Pieter Bruegel the Elder is the most significant artist of the Northern Renaissance. He is also the greatest member of a large southern Netherlandish family of artists, active for four generations in the 16th and 17th centuries. He was an astoundingly inventive painter and his impact was widespread and long-lasting.
His place of birth and date are unclear; It is supposed he was born around 1525-1530, in Breda or modern-day Bruegel. According to Karel van Mander, a kind of Giorgio Vasari of the North, Bruegel studied in Antwerp with painter Pieter Coecke van Aelst between 1545-1550. In 1551 he became a free master in the Guild of Saint Luke of Antwerp.

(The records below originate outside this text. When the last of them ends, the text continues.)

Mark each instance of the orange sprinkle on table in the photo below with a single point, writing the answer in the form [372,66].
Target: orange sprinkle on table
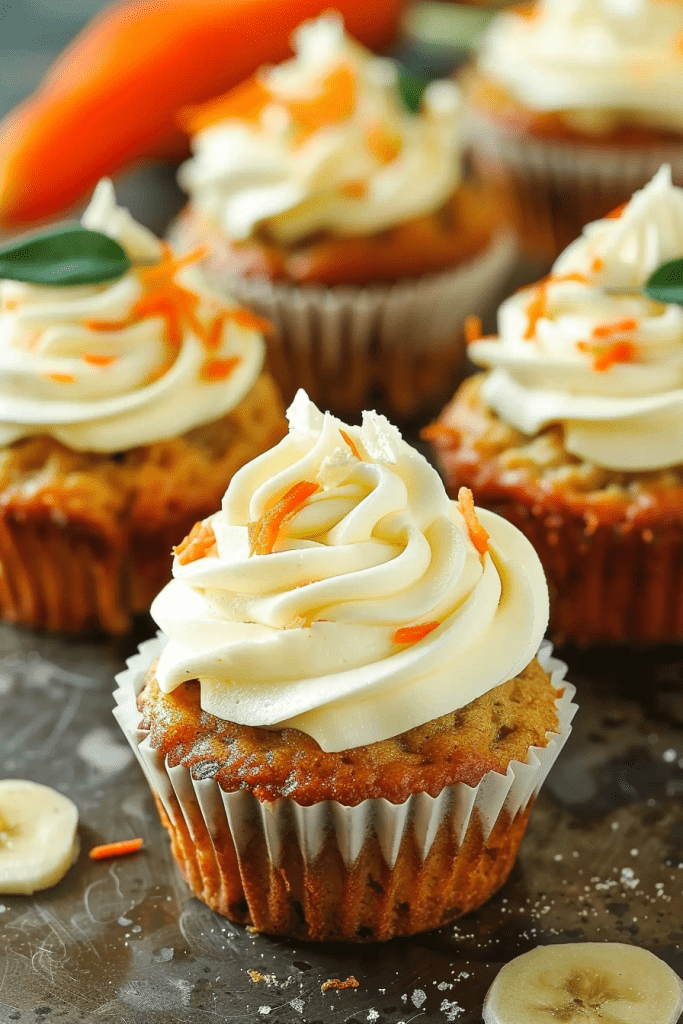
[264,532]
[120,849]
[384,144]
[413,634]
[218,370]
[472,329]
[354,189]
[350,443]
[60,378]
[478,535]
[97,359]
[616,327]
[200,540]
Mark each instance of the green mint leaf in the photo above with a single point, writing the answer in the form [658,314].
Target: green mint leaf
[66,255]
[666,285]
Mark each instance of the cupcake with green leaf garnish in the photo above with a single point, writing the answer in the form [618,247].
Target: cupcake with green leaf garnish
[129,394]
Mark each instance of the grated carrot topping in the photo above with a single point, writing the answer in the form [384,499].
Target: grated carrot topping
[60,378]
[200,540]
[351,444]
[218,370]
[440,431]
[616,212]
[616,327]
[97,359]
[264,532]
[384,144]
[478,535]
[354,189]
[472,329]
[413,634]
[120,849]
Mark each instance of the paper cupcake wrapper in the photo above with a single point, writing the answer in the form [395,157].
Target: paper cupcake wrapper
[241,812]
[552,188]
[389,346]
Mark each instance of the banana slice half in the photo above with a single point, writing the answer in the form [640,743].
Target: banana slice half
[38,842]
[585,983]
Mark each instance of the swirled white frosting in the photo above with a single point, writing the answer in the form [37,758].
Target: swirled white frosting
[599,62]
[630,416]
[304,636]
[108,390]
[246,174]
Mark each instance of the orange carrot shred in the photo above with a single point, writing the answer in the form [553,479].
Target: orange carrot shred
[97,359]
[264,532]
[413,634]
[350,443]
[120,849]
[617,327]
[61,378]
[472,329]
[478,535]
[200,540]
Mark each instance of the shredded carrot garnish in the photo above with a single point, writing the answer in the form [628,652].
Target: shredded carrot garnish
[617,327]
[264,532]
[440,431]
[248,320]
[61,378]
[478,535]
[472,329]
[621,351]
[218,370]
[97,359]
[126,846]
[350,443]
[413,634]
[384,144]
[616,212]
[354,189]
[200,540]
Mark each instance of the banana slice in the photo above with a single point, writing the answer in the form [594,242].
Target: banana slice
[585,983]
[38,842]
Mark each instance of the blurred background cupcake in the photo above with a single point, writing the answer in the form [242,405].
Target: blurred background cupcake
[340,214]
[575,432]
[573,104]
[128,397]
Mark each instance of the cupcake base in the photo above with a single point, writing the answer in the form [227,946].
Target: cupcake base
[86,540]
[330,871]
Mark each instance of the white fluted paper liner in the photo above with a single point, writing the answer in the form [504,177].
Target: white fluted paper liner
[279,820]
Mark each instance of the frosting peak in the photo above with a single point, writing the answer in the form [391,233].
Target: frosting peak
[323,142]
[342,593]
[581,349]
[108,367]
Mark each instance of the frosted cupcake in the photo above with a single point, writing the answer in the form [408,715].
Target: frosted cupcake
[341,215]
[574,434]
[126,404]
[344,723]
[573,104]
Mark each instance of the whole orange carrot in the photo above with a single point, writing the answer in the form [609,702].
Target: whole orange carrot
[111,98]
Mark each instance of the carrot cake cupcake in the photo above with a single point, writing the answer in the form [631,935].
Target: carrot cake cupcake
[129,394]
[344,722]
[572,105]
[341,215]
[574,433]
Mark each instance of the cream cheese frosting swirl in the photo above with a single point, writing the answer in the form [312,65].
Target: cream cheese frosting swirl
[313,634]
[598,62]
[104,368]
[328,145]
[588,349]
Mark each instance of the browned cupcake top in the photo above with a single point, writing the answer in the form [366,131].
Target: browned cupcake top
[461,747]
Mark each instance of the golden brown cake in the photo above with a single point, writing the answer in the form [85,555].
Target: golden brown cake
[343,723]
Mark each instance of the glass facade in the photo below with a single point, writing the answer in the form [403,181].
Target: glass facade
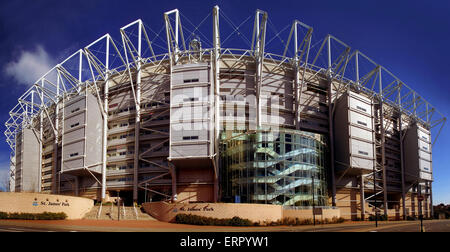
[273,167]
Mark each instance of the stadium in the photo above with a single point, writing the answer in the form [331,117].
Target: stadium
[318,124]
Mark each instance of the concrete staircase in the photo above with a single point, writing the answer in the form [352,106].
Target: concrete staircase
[111,213]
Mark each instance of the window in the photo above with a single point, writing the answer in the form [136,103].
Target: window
[362,123]
[190,137]
[363,153]
[190,80]
[361,108]
[190,99]
[74,125]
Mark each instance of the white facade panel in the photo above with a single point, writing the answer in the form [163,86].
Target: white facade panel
[74,121]
[360,106]
[361,163]
[360,133]
[361,148]
[361,120]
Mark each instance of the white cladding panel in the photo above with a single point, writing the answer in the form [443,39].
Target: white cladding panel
[189,113]
[74,121]
[74,135]
[360,119]
[424,155]
[359,105]
[190,150]
[361,148]
[360,133]
[180,96]
[75,106]
[424,165]
[73,164]
[72,149]
[362,163]
[426,176]
[424,145]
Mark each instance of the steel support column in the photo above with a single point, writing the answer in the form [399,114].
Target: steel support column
[105,121]
[331,126]
[137,125]
[258,45]
[216,71]
[363,202]
[402,166]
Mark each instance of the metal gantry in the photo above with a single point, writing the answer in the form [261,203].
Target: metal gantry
[95,67]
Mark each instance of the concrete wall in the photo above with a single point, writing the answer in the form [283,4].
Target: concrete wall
[255,212]
[74,207]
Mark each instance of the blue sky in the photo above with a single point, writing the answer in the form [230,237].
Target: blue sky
[409,38]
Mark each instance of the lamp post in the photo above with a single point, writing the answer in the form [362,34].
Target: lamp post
[118,205]
[314,211]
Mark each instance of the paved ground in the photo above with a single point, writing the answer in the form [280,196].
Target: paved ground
[156,226]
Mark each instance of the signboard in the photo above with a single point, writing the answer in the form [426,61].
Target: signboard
[318,211]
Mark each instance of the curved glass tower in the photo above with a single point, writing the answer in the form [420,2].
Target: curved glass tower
[274,167]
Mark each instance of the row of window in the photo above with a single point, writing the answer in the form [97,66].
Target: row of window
[190,80]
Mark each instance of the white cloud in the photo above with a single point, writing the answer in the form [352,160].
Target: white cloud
[30,66]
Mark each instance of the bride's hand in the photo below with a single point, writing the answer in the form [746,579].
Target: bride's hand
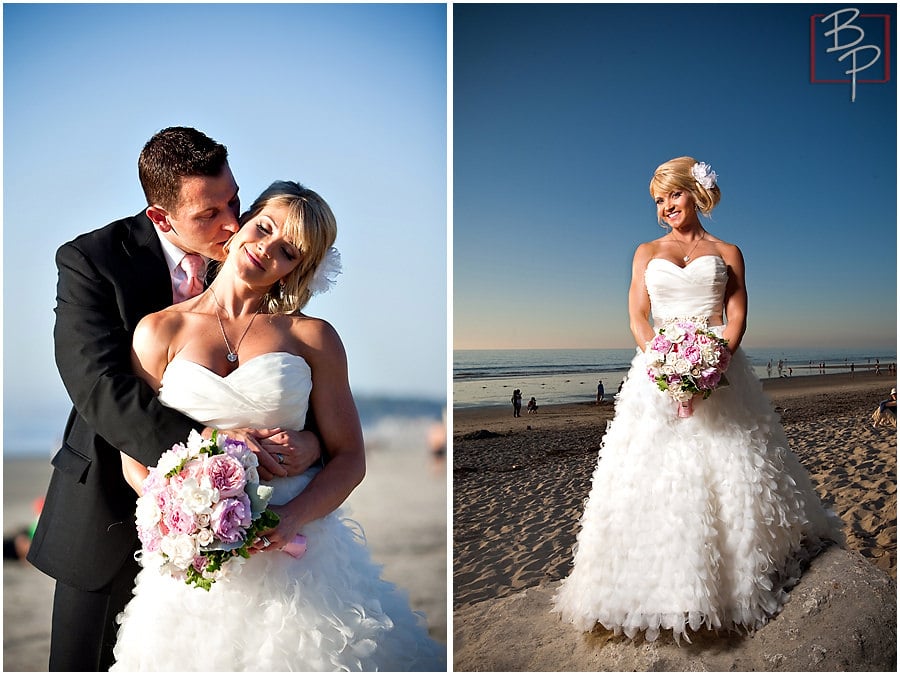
[280,535]
[296,451]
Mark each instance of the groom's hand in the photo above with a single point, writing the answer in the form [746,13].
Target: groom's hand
[290,450]
[269,466]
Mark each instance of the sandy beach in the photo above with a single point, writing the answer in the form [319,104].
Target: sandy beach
[519,483]
[402,506]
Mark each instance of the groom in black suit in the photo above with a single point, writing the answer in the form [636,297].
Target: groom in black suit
[108,280]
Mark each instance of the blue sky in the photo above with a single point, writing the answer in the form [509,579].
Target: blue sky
[349,99]
[560,116]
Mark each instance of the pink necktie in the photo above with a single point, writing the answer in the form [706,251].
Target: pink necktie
[193,265]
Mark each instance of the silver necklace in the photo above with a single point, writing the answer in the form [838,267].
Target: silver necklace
[232,353]
[687,256]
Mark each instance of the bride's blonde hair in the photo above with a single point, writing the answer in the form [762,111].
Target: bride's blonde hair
[676,175]
[311,227]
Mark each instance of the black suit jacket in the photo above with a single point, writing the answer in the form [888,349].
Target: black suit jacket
[108,280]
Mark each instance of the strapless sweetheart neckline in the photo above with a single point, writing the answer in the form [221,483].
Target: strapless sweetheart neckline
[684,267]
[245,364]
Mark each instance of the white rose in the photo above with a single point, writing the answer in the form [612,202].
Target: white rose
[703,174]
[197,498]
[180,549]
[675,333]
[147,512]
[170,460]
[205,537]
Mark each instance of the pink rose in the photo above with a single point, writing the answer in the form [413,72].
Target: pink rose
[709,378]
[692,354]
[226,474]
[231,517]
[660,344]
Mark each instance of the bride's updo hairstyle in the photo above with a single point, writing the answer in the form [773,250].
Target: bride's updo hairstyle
[311,227]
[676,175]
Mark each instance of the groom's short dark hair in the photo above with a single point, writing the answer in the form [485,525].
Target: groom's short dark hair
[175,153]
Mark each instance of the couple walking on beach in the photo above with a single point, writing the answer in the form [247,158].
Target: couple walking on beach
[235,354]
[699,514]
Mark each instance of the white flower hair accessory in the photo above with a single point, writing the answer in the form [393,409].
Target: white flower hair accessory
[703,174]
[326,273]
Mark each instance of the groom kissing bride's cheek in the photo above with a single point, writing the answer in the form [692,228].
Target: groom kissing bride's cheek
[232,361]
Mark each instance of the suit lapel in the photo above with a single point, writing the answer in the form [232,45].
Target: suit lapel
[152,285]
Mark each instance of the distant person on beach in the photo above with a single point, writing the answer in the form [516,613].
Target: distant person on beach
[108,280]
[17,545]
[886,413]
[699,515]
[322,608]
[517,403]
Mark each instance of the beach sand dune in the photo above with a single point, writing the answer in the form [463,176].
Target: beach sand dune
[519,483]
[402,506]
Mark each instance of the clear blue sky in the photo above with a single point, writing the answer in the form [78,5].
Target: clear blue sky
[349,99]
[560,116]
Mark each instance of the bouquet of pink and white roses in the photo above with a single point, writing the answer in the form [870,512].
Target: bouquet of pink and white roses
[202,505]
[686,358]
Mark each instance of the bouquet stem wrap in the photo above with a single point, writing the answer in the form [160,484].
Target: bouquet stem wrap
[685,358]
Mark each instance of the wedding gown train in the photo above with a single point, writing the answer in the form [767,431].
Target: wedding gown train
[692,522]
[326,611]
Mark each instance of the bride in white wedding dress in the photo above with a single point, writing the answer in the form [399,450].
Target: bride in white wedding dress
[328,610]
[701,521]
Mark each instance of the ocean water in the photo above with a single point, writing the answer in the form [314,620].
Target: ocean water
[483,377]
[35,428]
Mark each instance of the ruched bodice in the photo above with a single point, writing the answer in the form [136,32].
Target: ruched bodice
[697,522]
[696,290]
[327,611]
[270,390]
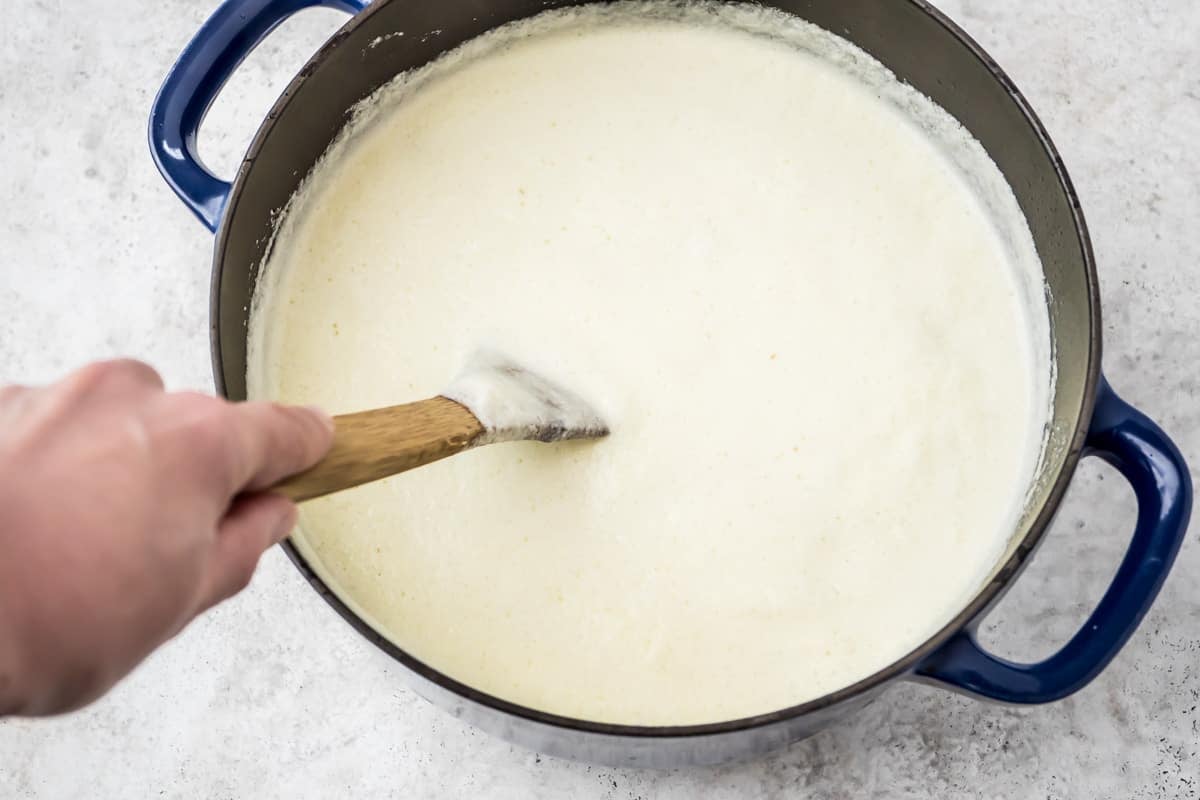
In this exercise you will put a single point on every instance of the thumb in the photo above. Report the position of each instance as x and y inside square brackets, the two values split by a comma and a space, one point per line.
[274, 441]
[252, 525]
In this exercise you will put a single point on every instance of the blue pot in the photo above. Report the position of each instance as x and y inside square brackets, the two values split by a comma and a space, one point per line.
[923, 48]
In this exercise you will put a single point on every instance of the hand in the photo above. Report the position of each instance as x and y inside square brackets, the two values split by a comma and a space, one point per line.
[125, 511]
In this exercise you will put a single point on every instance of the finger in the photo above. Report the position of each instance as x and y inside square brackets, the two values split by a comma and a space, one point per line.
[275, 441]
[114, 376]
[253, 524]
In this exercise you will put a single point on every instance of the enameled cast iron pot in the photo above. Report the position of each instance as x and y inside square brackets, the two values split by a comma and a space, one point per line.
[923, 48]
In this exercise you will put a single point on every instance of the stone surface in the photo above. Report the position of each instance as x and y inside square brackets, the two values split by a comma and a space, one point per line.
[274, 696]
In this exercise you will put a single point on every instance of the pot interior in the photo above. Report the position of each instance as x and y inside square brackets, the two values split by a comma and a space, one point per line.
[915, 42]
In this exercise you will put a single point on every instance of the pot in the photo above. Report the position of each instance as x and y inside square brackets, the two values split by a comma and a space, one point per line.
[923, 48]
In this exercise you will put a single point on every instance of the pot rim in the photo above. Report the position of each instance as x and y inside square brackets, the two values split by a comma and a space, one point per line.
[899, 669]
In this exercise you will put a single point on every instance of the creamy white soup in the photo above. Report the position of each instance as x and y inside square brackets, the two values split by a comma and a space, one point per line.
[802, 296]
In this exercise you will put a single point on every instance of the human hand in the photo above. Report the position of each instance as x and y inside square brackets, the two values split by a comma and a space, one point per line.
[125, 511]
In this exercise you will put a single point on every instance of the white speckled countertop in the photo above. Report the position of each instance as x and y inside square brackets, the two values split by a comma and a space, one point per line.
[275, 696]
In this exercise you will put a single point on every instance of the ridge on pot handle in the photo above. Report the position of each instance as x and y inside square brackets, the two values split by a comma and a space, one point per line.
[204, 66]
[1149, 459]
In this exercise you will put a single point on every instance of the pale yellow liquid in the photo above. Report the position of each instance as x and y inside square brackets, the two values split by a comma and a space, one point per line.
[802, 322]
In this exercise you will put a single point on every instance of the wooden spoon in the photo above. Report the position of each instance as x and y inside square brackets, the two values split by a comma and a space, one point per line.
[492, 401]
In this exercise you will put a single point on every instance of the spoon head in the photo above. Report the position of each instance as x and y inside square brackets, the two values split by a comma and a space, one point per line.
[516, 404]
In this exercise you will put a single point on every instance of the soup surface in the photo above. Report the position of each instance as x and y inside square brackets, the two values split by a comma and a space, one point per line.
[799, 293]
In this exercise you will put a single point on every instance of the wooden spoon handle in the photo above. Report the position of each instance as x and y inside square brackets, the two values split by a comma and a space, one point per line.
[371, 445]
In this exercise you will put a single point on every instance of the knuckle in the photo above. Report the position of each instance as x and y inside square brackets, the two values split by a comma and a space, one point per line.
[115, 373]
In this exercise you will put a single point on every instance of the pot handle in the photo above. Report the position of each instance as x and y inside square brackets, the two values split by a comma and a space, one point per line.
[204, 66]
[1146, 457]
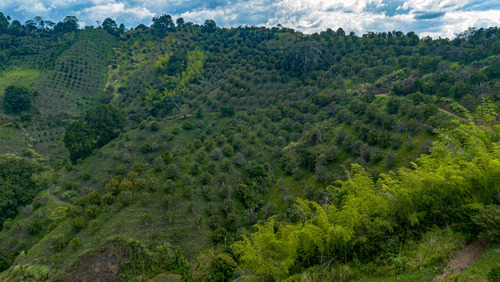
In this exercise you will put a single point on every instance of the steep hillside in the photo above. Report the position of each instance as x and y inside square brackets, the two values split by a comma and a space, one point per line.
[204, 153]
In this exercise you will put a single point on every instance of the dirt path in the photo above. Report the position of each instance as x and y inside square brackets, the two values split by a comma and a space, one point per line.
[452, 114]
[51, 194]
[463, 259]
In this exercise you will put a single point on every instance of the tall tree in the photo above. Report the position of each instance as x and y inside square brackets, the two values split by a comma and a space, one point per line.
[163, 22]
[17, 98]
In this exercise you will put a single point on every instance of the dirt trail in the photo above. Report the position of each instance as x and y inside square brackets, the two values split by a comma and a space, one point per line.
[51, 194]
[450, 113]
[463, 259]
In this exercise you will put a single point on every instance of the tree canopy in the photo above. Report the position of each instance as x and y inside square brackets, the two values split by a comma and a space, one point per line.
[17, 98]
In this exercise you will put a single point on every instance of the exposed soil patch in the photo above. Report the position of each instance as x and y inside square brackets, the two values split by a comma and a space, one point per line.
[465, 258]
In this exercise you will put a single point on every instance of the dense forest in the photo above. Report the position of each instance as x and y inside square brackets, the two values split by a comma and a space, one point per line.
[179, 151]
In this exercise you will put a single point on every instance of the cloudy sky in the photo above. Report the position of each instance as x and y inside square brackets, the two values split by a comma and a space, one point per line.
[435, 18]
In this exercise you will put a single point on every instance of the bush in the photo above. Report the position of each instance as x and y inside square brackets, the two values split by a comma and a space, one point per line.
[17, 98]
[155, 126]
[77, 223]
[74, 243]
[58, 241]
[146, 147]
[494, 273]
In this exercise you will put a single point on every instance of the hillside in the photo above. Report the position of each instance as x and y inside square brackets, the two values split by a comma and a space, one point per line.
[203, 153]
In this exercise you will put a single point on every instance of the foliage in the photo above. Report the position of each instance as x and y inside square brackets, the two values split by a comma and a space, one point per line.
[100, 125]
[363, 211]
[17, 185]
[17, 98]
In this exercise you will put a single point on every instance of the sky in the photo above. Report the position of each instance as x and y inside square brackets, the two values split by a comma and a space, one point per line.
[435, 18]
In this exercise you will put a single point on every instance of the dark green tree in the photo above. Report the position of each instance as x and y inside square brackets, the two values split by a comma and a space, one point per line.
[107, 122]
[4, 23]
[110, 26]
[163, 22]
[17, 98]
[17, 187]
[209, 26]
[80, 139]
[69, 24]
[180, 22]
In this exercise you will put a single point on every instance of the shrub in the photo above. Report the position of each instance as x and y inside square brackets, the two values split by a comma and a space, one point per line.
[58, 241]
[77, 223]
[74, 243]
[155, 126]
[146, 147]
[494, 273]
[17, 98]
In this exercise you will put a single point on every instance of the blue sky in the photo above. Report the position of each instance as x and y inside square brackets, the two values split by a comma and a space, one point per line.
[441, 18]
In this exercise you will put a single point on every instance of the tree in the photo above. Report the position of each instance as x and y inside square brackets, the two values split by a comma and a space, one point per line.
[163, 22]
[80, 139]
[100, 125]
[180, 22]
[303, 57]
[110, 26]
[106, 121]
[17, 98]
[209, 26]
[17, 187]
[4, 23]
[69, 24]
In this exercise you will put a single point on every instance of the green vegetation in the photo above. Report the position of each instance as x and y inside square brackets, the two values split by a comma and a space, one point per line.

Not long after, he left for Italy where he traveled from Rome to Sicily, working with different artists. Upon his return, he published a series of Large Landscape prints. He married his master’s daughter in 1563, and not long after the couple moved to Brussels where he continued his work. Bruegel died quite young, in 1569. Since there are no paintings from that year, it is presumed he was ill. Unfortunately, he was not able to train his sons, because Pieter Brueghel the Younger was five and Jan Brueghel the Elder was just one at the time of his death.
At the time, Lutheranism and Calvinism were spreading across the Netherlands. Reformation, in the form of the Dutch Reformed Church, became the dominant Protestant faith in the country from the 1560s onward. The reformation was accompanied by iconoclasm and widespread destruction of art. Although Bruegel tried to remain in the Catholic-dominated Southern Netherlands (present-day Belgium) by moving to Brussels, he might have also moved his focus from religious themes and embraced the painting of peasant scenes in order to avoid persecution.
Children’s Games is a painting of large dimensions 118 cm × 161 cm (46 in × 63 in) and was completed in 1560. It represents over 90 games, some of them being practiced in the present day. Bruegel has depicted more than 250 children here. Games from mimicking real life, like wedding games or baptism imitations, to the most wired or strange are represented.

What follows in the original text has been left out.